Tell us more. What happened to your first marriage and what happened to his if he had one.

Do you both work have kids etc. and your ages.

You must be doing something 'wrong' at least in his eyes.


----------



## Jellybeans (Mar 8, 2011)

So you say you have lost the spark, that you get along great but there's no emotional connection? That all seems very disjointed to me.

Usually if I am lacking an emotional connection with someone, I do not feel like we can be friendly or get along well...


----------



## treyvion (Apr 29, 2013)

Jellybeans said:


> So you say you have lost the spark, that you get along great but there's no emotional connection? That all seems very disjointed to me.
> 
> Usually if I am lacking an emotional connection with someone, I do not feel like we can be friendly or get along well...

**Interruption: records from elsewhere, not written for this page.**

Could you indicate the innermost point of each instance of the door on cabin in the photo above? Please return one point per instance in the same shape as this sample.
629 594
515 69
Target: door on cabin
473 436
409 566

Well it may feel like this but you could choose to be responsible to each other.
_Posted via Mobile Device_


----------



## Mavash. (Jan 26, 2012)

Not enough details.

Was there ever a spark? When did it stop? Do you know how to communicate without making him defensive?


----------



## onestepatatime (Oct 23, 2013)

We felt like we had lost our spark a while back. We have worked on it and go on date nights and generally go back to the basics. After marriage, we tend to get caught up in everyday life and lose touch with "us". It worked for us.


----------



## Golie (Mar 14, 2015)

I dated my husband for two years. I saw a couple red flags except ignored them because overall everything was good. The day after we got married i relized that there where serious issues. i truly beleived that after i brought these concerns up with mu husband that we woukd work together as a team to solve them...... now almost 13 years later those same issues are still there. at first i brought them up calmly and rationally and had every confidence that things would work out. when that didn't solve anything i cried, then the cryin turned to begging, then the begging turned to anger then the anger turned to resentment and now i am numb. i have lost all hope of anything ever being diffetent and i feel trapped. my husband is a wonderful providet ( always has been ) he is highly educated, genourous, kind and thoughtful in many many ways. the red flags during our dating years was evidence of pornography and passive aggressive. these two things have destroyed healthy comunication and emotional intimacy to nothing and thetefore destroyed. i wish i would have paid attention to things more when we dated. i found out about dishinest things afger we married. its terrible. he tries to keep me by using money and social power. i want out.


----------